Standard & Poor’s Ratings Services has assigned its ‘A-‘ foreign currency senior unsecured debt rating to Czech Export Bank’s (CEB; foreign currency A-/Stable/A-2; local currency A+/Stable/A-1) upcoming US$150mn bond maturing on November 5, 2008.
“CEB is an integral part of the economic and export promotion policy of the Czech government,” says Standard & Poor’s credit analyst Kristel Richard. “As such, it is responsible for providing preferential medium and long-term loans to promote Czech exports, assisting Czech exporters in competing in foreign markets, and providing additional export financing services such as bank guarantees and short-term credit.”
The ratings on CEB are based on the unconditional and irrevocable guarantee extended by the Czech Republic (foreign currency A-/Stable/A-2; local currency A+/Stable/A-1) to CEB and its issues, and therefore reflect the ratings on the sovereign.
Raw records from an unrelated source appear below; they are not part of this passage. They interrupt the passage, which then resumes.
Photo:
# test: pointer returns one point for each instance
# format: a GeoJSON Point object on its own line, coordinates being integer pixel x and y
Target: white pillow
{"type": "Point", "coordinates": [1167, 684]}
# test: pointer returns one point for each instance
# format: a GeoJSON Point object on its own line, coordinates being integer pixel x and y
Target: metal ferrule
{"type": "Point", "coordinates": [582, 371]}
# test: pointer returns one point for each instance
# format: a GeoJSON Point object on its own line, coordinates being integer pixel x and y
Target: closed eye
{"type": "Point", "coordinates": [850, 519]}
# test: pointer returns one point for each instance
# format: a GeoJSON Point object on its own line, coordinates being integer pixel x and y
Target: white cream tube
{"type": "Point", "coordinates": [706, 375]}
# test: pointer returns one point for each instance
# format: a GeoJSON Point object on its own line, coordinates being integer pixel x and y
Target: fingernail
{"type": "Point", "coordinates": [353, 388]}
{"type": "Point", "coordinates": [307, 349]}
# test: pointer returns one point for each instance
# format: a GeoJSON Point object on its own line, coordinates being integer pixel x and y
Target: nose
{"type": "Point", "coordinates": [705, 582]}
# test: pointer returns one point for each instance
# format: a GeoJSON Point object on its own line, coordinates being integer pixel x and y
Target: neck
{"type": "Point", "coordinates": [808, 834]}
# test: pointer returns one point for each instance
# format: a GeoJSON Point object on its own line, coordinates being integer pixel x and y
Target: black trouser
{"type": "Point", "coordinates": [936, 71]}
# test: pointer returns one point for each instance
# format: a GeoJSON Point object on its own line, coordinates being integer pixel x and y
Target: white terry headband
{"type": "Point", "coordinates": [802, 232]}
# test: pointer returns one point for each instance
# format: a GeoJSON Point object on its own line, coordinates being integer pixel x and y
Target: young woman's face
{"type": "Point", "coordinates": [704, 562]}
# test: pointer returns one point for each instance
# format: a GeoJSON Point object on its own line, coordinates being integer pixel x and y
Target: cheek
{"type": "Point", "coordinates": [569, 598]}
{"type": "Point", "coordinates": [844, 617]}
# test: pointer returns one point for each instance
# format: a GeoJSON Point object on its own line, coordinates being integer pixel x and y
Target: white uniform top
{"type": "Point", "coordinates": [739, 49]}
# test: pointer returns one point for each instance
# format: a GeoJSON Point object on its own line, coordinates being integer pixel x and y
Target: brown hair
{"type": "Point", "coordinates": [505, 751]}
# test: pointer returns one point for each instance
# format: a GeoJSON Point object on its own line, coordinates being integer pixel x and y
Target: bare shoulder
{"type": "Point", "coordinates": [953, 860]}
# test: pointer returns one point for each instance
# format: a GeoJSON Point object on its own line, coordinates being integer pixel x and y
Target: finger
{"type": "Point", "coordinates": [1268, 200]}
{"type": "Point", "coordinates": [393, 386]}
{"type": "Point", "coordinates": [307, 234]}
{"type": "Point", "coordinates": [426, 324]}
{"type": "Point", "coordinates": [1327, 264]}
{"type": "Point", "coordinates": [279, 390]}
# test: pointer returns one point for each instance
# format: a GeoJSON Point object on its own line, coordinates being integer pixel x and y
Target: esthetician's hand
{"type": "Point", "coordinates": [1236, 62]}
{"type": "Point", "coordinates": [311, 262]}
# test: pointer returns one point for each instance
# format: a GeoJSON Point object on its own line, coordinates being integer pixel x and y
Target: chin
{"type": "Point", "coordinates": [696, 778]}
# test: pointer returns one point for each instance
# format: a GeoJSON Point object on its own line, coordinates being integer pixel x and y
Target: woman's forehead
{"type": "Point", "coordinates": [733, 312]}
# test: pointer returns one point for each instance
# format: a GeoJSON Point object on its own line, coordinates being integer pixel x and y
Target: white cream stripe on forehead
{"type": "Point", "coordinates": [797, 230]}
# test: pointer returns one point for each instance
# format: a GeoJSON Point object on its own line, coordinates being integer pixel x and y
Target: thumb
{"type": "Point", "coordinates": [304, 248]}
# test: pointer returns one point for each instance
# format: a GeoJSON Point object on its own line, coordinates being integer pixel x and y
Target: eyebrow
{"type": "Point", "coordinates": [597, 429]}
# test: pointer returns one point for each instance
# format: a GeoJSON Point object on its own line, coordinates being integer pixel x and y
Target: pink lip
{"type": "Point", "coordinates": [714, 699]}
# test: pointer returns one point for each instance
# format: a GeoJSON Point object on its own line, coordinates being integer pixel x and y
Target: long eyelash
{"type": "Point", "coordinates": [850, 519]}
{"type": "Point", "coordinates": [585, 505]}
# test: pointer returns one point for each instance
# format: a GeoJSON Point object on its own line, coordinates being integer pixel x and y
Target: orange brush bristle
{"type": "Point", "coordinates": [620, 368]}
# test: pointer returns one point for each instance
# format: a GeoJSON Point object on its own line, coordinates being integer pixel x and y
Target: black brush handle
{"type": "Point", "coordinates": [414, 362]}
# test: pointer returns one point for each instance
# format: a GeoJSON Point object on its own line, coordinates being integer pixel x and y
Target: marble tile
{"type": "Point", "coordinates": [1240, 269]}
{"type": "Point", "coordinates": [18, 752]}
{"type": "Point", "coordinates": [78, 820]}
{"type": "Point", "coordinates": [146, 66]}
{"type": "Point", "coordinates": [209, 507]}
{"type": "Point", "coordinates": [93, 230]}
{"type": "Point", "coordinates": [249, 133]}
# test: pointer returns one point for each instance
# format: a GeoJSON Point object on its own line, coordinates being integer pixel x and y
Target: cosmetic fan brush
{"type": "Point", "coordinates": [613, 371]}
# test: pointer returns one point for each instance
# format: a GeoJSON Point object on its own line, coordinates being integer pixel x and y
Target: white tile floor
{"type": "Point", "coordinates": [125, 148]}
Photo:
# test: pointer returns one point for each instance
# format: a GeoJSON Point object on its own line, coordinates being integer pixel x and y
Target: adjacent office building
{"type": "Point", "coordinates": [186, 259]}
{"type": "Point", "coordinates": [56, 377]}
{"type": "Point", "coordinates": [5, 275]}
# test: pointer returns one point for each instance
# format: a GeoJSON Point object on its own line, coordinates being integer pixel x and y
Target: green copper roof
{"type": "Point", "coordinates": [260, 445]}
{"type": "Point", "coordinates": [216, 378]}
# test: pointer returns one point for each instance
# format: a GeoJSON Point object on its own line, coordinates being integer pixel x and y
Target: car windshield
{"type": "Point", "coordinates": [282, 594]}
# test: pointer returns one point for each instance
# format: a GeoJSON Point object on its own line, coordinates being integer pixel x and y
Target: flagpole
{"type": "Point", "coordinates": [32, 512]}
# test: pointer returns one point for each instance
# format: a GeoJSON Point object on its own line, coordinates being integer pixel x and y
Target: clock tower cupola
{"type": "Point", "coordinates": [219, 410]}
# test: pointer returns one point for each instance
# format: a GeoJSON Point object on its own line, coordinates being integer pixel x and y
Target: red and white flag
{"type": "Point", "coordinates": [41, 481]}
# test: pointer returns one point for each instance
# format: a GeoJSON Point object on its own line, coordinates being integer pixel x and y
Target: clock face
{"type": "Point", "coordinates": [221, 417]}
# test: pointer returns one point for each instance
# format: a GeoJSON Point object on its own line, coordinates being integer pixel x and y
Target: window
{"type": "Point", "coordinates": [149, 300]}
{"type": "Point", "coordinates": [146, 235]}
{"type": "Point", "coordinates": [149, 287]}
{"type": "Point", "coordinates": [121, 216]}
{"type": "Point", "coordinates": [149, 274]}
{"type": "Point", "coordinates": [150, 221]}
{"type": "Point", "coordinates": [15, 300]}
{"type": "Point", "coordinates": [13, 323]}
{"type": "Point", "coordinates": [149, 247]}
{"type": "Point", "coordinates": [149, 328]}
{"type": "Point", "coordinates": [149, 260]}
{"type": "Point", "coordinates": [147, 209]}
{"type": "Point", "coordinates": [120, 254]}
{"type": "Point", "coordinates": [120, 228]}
The bank’s obligations are assumed for the purpose of providing preferential export financing and are, by law, guaranteed by the state.
The stable outlook on CEB reflects that on the Czech Republic. “It is expected that CEB will continue to play an important role in the Czech government’s economic development plans and policies,” Richard says. “This should enable the bank to maintain its public-law status and, therefore, its credit support from the sovereign’s guarantee.”